Decálogo del trabajo voluntario

El siguiente decálogo fue aprobado en la Junta del pasado 8 de Diciembre de 2020, para ser incorporado al Reglamento Interno de acuerdo con los Estatutos y para recordar los principios con los que trabajamos. Los hacemos públicos por su interés.

Estos puntos reflejan mejores prácticas, bien verificadas a lo largo de muchos años en otras organizaciones, para facilitar la colaboración de voluntarios en la creación y gestión de proyectos. Se basan en los principios de respeto por el trabajo y el tiempo ajenos, y de responsabilidad. Sin ellos, una organización pierde la capacidad de inspirar la colaboración de sus voluntarios. Con ellos, se pueden lograr cosas más allá de lo que parece posible.

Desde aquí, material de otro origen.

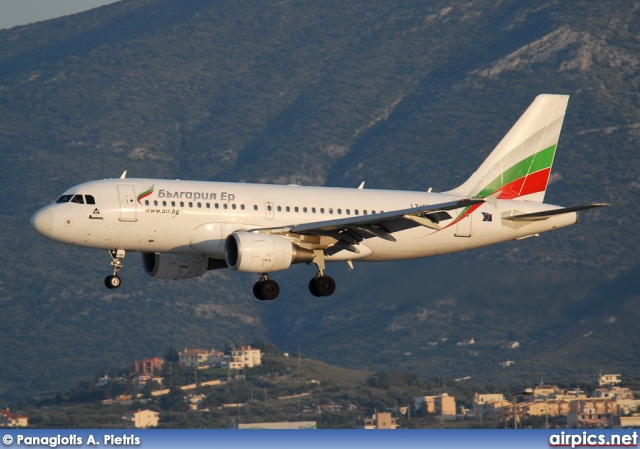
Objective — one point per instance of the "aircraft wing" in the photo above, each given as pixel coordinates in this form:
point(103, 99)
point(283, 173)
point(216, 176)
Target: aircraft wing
point(537, 216)
point(349, 231)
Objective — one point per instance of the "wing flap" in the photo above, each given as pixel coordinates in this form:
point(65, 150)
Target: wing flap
point(537, 216)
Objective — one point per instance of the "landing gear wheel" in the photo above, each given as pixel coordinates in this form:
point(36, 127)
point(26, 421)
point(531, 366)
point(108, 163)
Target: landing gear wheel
point(112, 281)
point(266, 290)
point(313, 287)
point(256, 291)
point(322, 286)
point(269, 289)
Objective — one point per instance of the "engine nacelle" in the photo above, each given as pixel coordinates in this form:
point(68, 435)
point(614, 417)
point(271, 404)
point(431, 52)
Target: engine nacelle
point(262, 253)
point(178, 266)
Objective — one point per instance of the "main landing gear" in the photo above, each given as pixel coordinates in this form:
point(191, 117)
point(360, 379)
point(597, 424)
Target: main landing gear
point(114, 281)
point(266, 289)
point(321, 285)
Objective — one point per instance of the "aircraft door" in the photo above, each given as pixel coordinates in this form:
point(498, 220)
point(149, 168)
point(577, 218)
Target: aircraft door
point(127, 203)
point(268, 210)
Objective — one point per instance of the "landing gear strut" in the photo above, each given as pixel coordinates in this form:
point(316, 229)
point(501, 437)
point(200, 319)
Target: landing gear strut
point(266, 289)
point(114, 281)
point(321, 285)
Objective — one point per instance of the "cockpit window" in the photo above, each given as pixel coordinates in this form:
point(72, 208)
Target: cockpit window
point(77, 199)
point(64, 199)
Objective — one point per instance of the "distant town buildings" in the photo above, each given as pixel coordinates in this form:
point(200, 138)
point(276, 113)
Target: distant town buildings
point(380, 420)
point(240, 358)
point(142, 419)
point(443, 404)
point(9, 419)
point(280, 425)
point(604, 409)
point(150, 366)
point(200, 358)
point(605, 379)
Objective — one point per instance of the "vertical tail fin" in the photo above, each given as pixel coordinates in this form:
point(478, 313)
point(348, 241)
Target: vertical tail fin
point(519, 167)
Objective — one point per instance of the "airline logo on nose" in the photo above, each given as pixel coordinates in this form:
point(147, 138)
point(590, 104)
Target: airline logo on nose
point(145, 194)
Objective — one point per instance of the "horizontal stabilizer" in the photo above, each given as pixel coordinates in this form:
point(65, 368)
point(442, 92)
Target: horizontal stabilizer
point(537, 216)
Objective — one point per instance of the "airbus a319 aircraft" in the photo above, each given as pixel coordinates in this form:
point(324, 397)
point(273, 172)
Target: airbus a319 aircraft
point(184, 228)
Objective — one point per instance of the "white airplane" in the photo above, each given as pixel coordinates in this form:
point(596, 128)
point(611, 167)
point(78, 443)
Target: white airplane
point(184, 228)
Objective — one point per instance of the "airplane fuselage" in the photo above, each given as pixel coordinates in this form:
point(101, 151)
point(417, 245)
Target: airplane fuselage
point(184, 228)
point(195, 217)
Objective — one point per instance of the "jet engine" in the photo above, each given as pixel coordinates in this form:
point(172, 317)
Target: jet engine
point(262, 253)
point(178, 266)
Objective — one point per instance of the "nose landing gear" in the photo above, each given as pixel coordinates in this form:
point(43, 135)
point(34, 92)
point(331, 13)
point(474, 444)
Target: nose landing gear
point(114, 281)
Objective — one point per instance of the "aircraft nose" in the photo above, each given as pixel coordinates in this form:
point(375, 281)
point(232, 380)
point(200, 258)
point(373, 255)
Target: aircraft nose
point(42, 222)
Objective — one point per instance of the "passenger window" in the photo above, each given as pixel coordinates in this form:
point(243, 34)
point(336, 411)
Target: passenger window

  1. La Asociación somos todos. No se puede usar su nombre sin autorización de la Junta, porque lo que se hace en su nombre, se hace en el de todos. Todos los proyectos deben ser aprobados y sujetarse a los criterios que se acuerden.
  2. Proponer algo es ofrecerse a hacerlo. No se proponen cosas para que las hagan otros (salvo que te pidan ideas). 
  3. El piloto pilota porque se ocupa. Quien asume un proyecto es quien debe ocuparse de pedir la ayuda que necesite a quien necesite, y de realizar el trabajo que no se pueda delegar, para conseguir el objetivo.
  4. El campo es de quien lo trabaja. Una vez aprobado un proyecto, si alguien pone las horas, también pone el criterio (dentro del marco acordado). El responsable del proyecto es quien pone el trabajo. Colaborar no puede ser interferir: hay que asegurarse de hacerlo del modo apropiado y con el acuerdo del responsable.
  5. No se puede pilotar desde el asiento de atrás. Es importante respetar el criterio y el trabajo de quien lo está realizando. Se puede ofrecer consejo, pero quien asume una responsabilidad es quien decide cómo lo hace. 
  6. El tiempo de los demás es sagrado. No se puede exigir a nadie que dedique tiempo a nada que no haya elegido asumir, y siempre con flexibilidad. No se puede dar por sentado que otra persona puede o quiere aportar más de lo que hace.
  7. El perro del hortelano no mola. Si no estamos dispuestos a comprometer tiempo en una tarea concreta, tampoco podemos exigir que se paren las demás por ello.
  8. No pasa nada por equivocarse. El único que no se equivoca es quien nunca aporta nada. Nadie es perfecto, nadie lo sabe todo, nada sale siempre bien. Se reconoce, se aprende, y seguimos adelante.
  9. Comunicación, comunicación, comunicación. Es importante que las cosas se sepan y se coordinen, usando los canales previstos para ello. El responsable de cada comunicación siempre es el emisor, pero quien quiere estar al corriente tiene la obligación de prestar atención.
  10. Es fundamental respetar el trabajo y el criterio de los demás, siempre. Especialmente cuando la persona sabe lo que hace, pero también porque hay que valorar el trabajo aportado. El respeto y la amabilidad son lo que permite la colaboración entre voluntarios.